The Phillips Farm was officially transferred Thursday from a developer to the Waterford Foundation, which plans to preserve the 144 acres of green space on the western edge of the 270-year-old village.

Many of the village's 211 residents, who helped to raise nearly $3.9 million to buy the farm, cheered, applauded and toasted with champagne at a celebration at Old Waterford School. The outstanding balance of $173,000 on the sale was covered by a low-interest state loan, said Cate Magennis Wyatt, fundraising chairman.

In Waterford, where preservation is a way of life, the purchase represented the largest financial commitment by the foundation in the 60 years since it was founded.

"This all starts where it ends," Wyatt told those gathered to celebrate. "In 1733, the land was purchased as a farm. And because of the creek, there was a mill, and because of the mill, the place filled up with Quakers who stood the test of time and stood up for what they believed. And you have stood against the test of time and stood up for what you believe."

She waved a long sheet of paper in the air. "Ladies and gentlemen, this is the deed to the property," she said. "It's the beginning and the end."

Adults stood to applaud, and children, energized by the noise, ran in circles and jumped up and down.

Keeping the land in agriculture was critical to residents because Waterford was designated a national historic landmark in 1970 by the National Park Service partly for its rural setting. Although the farm was never included in the historic district boundaries drawn by the state and county, residents considered it part of the village.

Last year, the foundation raised about $2 million to buy the property when it came on the market. But a developer, Historic Fields LLC, got the contract and announced plans to build 14 houses on the property, with several on the ridge overlooking the village.

The foundation approached the new owners to purchase the land, but no agreement could be reached. The Trust for Public Land, a national nonprofit conservation organization, stepped in and negotiated a contract in August that stipulated the land could not be developed. The foundation was still responsible for raising the money. The deadline was set for Oct. 31 but extended to Thursday.

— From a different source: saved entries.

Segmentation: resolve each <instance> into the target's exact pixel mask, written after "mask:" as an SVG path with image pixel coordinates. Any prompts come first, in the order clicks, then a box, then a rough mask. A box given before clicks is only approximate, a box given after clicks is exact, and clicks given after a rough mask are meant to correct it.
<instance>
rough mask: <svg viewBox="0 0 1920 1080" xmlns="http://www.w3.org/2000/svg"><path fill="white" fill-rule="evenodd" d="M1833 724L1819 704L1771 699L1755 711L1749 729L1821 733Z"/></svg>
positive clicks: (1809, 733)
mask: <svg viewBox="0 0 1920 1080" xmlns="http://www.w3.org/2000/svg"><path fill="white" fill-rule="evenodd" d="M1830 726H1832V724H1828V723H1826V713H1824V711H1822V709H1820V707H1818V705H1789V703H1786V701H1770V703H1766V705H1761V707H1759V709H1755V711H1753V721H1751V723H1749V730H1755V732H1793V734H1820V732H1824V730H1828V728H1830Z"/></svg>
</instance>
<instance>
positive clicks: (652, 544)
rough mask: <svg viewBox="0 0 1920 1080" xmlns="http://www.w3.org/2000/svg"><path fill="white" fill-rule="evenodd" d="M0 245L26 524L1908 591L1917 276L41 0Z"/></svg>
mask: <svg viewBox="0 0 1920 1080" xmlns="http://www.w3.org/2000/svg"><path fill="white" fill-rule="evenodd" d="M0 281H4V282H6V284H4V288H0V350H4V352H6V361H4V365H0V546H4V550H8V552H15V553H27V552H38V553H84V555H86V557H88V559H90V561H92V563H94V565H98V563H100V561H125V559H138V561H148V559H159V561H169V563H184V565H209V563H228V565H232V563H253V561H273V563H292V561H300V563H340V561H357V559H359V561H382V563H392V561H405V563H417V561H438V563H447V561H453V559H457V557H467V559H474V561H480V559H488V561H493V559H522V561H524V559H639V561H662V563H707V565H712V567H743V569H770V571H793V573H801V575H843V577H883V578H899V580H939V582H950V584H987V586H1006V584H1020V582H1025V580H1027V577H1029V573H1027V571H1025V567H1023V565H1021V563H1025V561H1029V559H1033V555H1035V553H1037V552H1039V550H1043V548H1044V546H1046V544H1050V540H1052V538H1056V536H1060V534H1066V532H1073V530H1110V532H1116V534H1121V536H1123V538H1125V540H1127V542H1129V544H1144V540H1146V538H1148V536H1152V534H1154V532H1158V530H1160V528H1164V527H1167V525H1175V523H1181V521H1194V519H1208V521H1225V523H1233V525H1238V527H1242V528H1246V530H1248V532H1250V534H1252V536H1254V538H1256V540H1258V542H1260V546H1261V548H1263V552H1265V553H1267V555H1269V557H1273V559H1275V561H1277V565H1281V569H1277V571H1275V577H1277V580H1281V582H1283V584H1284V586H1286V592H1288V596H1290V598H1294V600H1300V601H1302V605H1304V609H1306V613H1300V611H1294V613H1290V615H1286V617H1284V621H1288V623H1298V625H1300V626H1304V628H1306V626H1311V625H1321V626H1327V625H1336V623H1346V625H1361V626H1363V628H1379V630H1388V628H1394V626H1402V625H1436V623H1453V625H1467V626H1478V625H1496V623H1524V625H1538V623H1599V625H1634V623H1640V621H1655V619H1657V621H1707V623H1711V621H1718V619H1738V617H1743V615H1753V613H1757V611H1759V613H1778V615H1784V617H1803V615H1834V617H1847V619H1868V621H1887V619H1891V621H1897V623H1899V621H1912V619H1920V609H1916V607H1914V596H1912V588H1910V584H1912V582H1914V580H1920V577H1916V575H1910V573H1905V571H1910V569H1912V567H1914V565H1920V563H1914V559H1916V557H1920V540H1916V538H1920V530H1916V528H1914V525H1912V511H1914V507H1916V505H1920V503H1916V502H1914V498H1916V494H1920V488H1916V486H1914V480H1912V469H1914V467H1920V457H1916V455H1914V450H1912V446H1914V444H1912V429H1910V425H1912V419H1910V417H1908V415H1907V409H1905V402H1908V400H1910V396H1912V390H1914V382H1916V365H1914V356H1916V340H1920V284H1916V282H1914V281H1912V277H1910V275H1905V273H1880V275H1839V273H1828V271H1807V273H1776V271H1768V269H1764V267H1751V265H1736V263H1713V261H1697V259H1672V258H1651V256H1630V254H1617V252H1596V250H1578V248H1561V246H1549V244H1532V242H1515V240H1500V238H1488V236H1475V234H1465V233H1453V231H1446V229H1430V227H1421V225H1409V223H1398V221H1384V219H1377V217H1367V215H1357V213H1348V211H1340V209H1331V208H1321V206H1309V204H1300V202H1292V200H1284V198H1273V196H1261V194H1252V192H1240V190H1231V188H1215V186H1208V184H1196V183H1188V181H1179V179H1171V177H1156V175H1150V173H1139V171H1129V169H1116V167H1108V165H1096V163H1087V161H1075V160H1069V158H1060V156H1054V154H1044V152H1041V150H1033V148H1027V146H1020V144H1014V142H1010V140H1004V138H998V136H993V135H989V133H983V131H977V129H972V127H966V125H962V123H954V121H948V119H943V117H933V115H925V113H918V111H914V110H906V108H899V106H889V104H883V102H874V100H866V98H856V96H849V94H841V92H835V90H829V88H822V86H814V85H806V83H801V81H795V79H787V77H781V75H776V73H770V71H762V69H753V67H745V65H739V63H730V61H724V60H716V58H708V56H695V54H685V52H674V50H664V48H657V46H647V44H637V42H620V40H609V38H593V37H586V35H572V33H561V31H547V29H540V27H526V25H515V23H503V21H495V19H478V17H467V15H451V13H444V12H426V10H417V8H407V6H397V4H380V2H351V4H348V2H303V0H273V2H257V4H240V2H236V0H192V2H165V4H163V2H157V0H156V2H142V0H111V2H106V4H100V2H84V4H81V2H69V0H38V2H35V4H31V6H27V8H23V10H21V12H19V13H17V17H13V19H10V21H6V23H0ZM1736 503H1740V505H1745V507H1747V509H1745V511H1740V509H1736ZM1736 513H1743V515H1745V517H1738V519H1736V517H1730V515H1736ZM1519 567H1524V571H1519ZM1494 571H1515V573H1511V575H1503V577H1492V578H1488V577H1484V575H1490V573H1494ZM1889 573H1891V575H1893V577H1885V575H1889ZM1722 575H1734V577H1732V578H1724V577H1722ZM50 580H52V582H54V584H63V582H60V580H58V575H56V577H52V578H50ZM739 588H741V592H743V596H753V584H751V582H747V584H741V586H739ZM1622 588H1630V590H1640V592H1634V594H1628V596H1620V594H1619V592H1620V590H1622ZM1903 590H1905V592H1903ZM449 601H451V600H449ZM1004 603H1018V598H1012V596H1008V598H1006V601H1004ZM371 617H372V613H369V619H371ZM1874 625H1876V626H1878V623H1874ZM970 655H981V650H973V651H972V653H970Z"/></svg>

Wyatt told the audience that she had made dozens of cold calls looking for donations and was repeatedly turned down. Then she reached Robert H. and Clarice Smith of Upperville. Smith, son of developer Charles E. Smith, listened to what she had to say.

"He said, 'Bring us a business plan,' " Wyatt said. "We went to visit with him during Hurricane Isabel. Before we could tell him the whole story from beginning to end, he stopped us. He said, 'This is what America is all about. Count us in for $500,000.' "

Robert Smith told the audience Thursday, "Today is a celebration of the spirit of all of you who live here. . . . Your leadership was determined to succeed and preserve Waterford. They prevailed by persuasion and diplomacy."

Rep. Frank R. Wolf (R-Va.), who had obtained a $1 million grant to buy the farm through the federal Farmland Protection Program, also spoke.

"I hope someday to being my grandchildren out here and say to them that I helped with this preservation," he said. "Waterford is a nice town and a caring community."

Resident and author Geraldine Brooks, who wrote opinion pieces for local newspapers about the importance of preserving the farm, said she was directing her comments to children in the room.

"When you go and walk on the land, you'll see we saved a lot of barn owls and blue herons," she said. "When you go there, if you are 5 or 7 or 10 or 47, you'll see that it is possible to change the world because of a community effort."

Kathleen Hughes, a Waterford resident and book publisher who helped Wyatt with the campaign, said after the ceremony, "We saved this little bit of land to teach our children where America started and what it was like."

Wyatt said a list of donors would be placed in a time capsule that will be buried on the Phillips Farm.

Then Wyatt called for a toast, and the audience raised glasses of champagne or ginger ale.

"On behalf of those who went before," she said.